200 Anos
Até quando que a gente faz de conta
Que a vida que temos é legal
Que não falta nada nesta terra
Só vergonha na cara, o principal
Que país que fizemos em 200 anos
Desde que nos libertamos de Portugal?
É o país que sonhamos ou sequer rabiscamos
Um projeto de pátria nacional?
Era o país do futuro
Não era aqui que ficava o tal do paraíso tropical?
Mas erguemos uns muros e criamos o chamado abismo social!
E também o racismo estrutural!
E essa elite, vendida ao capital!
Quem aí tem orgulho do que vamos deixar pros nossos filhos no final?

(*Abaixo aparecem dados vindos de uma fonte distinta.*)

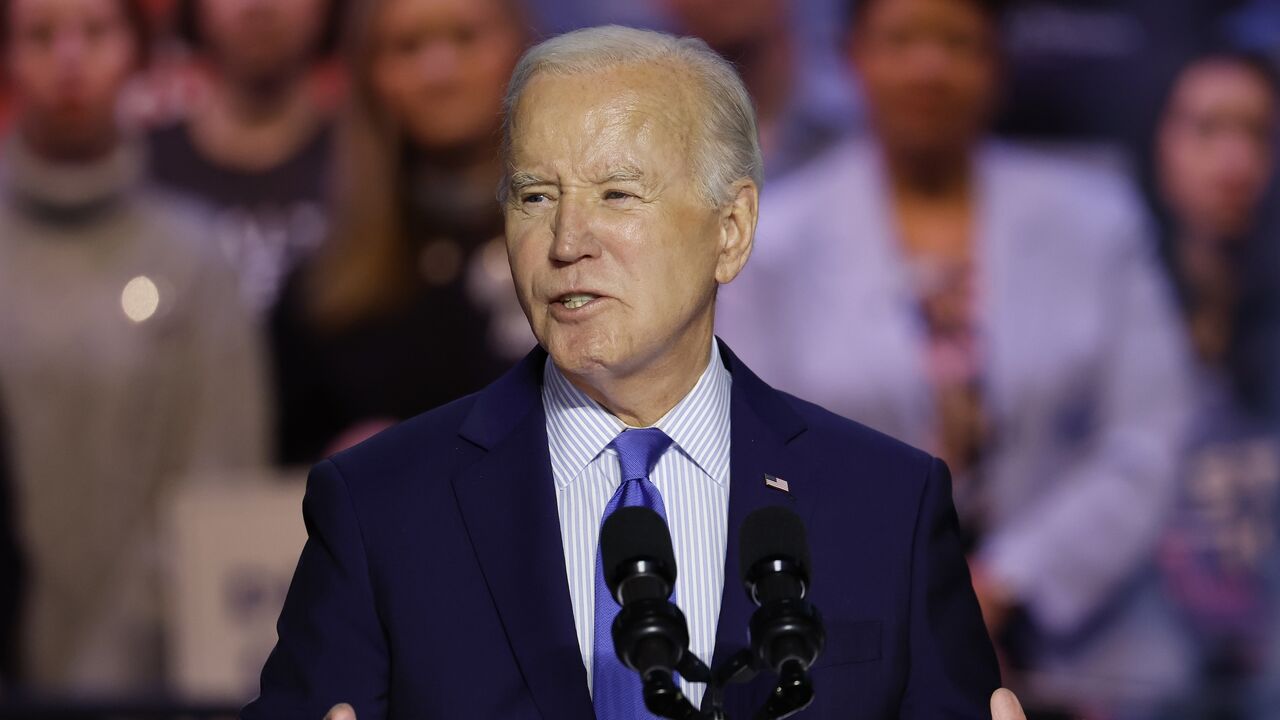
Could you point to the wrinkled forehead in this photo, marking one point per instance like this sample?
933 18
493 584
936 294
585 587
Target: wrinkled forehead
593 118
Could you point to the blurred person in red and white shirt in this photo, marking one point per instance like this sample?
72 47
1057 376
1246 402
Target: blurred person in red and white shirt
255 142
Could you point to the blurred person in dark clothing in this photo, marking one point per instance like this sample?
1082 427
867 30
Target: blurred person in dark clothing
758 36
1089 74
408 304
1215 160
127 363
256 147
1005 309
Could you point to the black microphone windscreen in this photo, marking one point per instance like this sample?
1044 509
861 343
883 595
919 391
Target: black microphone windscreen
772 532
634 533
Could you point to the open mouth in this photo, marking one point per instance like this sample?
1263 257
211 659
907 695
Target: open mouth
575 300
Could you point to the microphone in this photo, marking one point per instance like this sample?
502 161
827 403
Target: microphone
650 634
786 630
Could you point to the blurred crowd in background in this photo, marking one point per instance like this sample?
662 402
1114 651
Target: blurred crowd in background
1036 238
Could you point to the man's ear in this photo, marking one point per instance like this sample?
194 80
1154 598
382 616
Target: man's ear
737 229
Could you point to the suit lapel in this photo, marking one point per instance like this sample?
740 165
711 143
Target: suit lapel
762 425
507 501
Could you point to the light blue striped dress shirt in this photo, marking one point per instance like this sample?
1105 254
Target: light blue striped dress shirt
693 477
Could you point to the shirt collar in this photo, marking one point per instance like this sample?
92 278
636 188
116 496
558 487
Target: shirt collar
579 429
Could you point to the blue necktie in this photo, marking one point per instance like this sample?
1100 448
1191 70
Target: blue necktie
616 688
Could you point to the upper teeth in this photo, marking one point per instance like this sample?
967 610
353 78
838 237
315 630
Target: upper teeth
575 301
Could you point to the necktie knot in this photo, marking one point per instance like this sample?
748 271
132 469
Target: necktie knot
639 451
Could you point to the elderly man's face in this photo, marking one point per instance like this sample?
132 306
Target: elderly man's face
615 250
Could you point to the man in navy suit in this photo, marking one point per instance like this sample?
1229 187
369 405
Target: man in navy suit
449 564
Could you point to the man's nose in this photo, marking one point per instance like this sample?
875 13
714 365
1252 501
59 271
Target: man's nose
575 236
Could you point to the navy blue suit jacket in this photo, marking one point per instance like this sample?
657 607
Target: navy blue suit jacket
433 582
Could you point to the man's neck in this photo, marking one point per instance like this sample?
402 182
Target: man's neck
643 399
931 176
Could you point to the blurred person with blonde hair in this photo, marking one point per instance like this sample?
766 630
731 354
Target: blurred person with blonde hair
1002 308
127 361
410 302
1214 167
255 145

Até quando que a gente faz de conta
Que o Brasil já nasceu especial?
Pois não tem terremoto e nem guerra
O que temos de sobra é cara de pau
Em setembro marcou-se 200 anos
Que dom Pedro deu o brado oficial
Quanto tempo mais será que precisamos
Pra ao menos ter casa, educação e hospital!
Era o país do amanhã
Não era o brasileiro o povo mais feliz e cordial?
Mas é tanto corrupto, e o jogo sujo do ‘quem dá mais’ eleitoral
E a falência da ética e a moral
E o analfabetismo funcional
E a perda da nossa identidade cultural
Toda a intolerância, que é geral
A polarização tão radical
Ninguém ouve ninguém, é cada um com seu projeto individual
Até quando que a gente faz de conta
Que a violência urbana é normal
Que aqui não tem fome e nem miséria
Que o Brasil é perfeito
O escambau!
Somos independentes há 200 anos
Vai ter desfile no Distrito Federal
Deus se é brasileiro deve estar perguntando
Se tem mesmo motivo pra carnaval
Era o país da alegria
Não era aqui a nação que um dia vai dar certo?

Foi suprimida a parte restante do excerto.